To conclude Big Data Week, we are holding a hands-on introductory Hadoop workshop on Saturday, April 27th. You've heard and read about it everywhere, now come learn what it is and how to use it. By the end of the workshop, you will have gained a solid understanding of the Hadoop ecosystem, successfully set up a Hadoop cluster, and ran several different types of queries on the data.

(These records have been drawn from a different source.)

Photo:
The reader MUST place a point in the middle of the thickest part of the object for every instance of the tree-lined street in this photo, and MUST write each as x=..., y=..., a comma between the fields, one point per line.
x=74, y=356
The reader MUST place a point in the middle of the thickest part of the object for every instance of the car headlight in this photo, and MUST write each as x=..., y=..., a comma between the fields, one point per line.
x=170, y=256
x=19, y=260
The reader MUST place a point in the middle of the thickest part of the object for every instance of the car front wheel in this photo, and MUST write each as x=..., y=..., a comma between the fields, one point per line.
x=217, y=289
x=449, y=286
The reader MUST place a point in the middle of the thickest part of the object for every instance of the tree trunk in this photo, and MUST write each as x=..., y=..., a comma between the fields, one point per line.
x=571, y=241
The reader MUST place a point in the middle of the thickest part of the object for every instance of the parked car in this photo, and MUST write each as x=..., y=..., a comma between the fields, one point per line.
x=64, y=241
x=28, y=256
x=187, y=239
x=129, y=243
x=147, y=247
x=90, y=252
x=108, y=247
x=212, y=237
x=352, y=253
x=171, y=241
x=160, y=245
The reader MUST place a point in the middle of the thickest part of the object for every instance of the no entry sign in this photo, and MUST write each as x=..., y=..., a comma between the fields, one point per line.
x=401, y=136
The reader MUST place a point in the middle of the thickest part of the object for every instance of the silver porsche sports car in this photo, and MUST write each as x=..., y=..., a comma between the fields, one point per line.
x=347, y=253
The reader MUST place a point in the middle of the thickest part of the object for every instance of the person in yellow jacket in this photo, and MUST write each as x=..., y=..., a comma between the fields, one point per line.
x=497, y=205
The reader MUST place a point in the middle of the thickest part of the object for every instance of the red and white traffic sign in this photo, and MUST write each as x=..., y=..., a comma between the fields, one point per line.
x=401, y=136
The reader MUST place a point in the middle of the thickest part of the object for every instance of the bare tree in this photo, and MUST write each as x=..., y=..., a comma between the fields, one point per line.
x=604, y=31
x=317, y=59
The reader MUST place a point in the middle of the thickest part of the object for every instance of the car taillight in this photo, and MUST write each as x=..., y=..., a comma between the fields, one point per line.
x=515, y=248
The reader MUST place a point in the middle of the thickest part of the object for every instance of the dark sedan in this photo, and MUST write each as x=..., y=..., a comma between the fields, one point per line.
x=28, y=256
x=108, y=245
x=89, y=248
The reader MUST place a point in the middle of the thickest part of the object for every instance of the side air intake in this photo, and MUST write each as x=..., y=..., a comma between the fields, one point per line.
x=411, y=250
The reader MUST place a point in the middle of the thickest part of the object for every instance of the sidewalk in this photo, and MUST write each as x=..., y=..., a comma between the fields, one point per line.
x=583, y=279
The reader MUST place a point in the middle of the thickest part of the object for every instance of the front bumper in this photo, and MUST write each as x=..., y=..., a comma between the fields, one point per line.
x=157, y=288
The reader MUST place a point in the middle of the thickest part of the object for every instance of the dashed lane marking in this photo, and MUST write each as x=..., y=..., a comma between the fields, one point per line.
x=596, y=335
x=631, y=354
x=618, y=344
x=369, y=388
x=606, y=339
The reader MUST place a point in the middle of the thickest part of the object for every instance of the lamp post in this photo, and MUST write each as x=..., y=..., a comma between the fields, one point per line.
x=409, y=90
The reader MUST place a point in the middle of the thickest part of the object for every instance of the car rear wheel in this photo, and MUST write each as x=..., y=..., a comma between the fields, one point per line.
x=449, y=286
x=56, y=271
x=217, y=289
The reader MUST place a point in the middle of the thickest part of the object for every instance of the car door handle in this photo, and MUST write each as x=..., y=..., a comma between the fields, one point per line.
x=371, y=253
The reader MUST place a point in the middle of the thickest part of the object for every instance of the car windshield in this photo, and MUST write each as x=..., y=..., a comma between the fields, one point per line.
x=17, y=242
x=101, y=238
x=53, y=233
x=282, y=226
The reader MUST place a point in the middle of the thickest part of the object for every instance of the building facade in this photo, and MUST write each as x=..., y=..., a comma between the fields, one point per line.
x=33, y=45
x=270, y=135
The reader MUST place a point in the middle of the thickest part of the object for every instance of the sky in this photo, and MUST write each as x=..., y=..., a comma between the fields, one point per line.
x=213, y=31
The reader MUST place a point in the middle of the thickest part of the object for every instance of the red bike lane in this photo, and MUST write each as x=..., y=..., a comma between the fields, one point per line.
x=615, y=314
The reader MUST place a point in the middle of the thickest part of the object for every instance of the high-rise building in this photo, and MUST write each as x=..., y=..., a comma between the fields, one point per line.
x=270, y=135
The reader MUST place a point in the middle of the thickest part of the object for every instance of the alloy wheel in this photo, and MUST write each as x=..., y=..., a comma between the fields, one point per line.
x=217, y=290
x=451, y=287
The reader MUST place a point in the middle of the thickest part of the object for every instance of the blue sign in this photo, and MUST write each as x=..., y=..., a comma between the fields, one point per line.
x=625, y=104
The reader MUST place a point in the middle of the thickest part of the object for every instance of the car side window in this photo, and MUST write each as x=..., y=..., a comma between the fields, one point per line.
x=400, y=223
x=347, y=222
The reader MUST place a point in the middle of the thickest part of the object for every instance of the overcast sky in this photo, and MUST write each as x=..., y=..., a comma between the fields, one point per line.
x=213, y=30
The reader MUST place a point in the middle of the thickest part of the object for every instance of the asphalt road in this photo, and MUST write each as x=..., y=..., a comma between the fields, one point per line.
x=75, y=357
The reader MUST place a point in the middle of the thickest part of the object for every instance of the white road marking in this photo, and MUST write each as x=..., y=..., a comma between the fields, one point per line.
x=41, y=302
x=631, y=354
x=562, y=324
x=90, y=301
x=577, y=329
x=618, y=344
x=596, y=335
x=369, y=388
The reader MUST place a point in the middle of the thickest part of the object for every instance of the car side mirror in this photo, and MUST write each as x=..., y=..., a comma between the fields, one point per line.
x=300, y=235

The price per attendee is $150.
To maximize value to the attendees, this workshop is limited to the first 20 people that RSVP.
What to Bring:
- Your laptop
- Printed copy of your ticket
What You Will Learn:
- What Hadoop is and how it works
- How to run a MapReduce script
- Use cases where Hadoop should be used
- How to use Pig, Hive, and Mahout
Introduction to Hadoop
- HDFS & MapReduce
- Hadoop History, Adoption, & Maturity
- Hadoop Distributions
The Hadoop Analytics Ecosystem
- Pig - high-level data-flow language and execution framework for parallel computation.
- Hive - data warehouse infrastructure that provides data summarization and ad hoc querying.
- Mahout - machine learning and data mining library.
Setting Up and Running Hadoop
- Setting up clusters
- Running Hadoop on Amazon EC2
- Hadoop Streaming - R, Python, Shell
Marck Vaisman, Owner & Principal Data Scientist, DataXtract LLC
Marck is a co-founder of Data Community DC, runs the Statistical Programming DC Meetup group, and is the owner of data science consulting company DataXtract. He has an MBA from Vanderbilt and a MS in Mechanical Engineering from Boston University.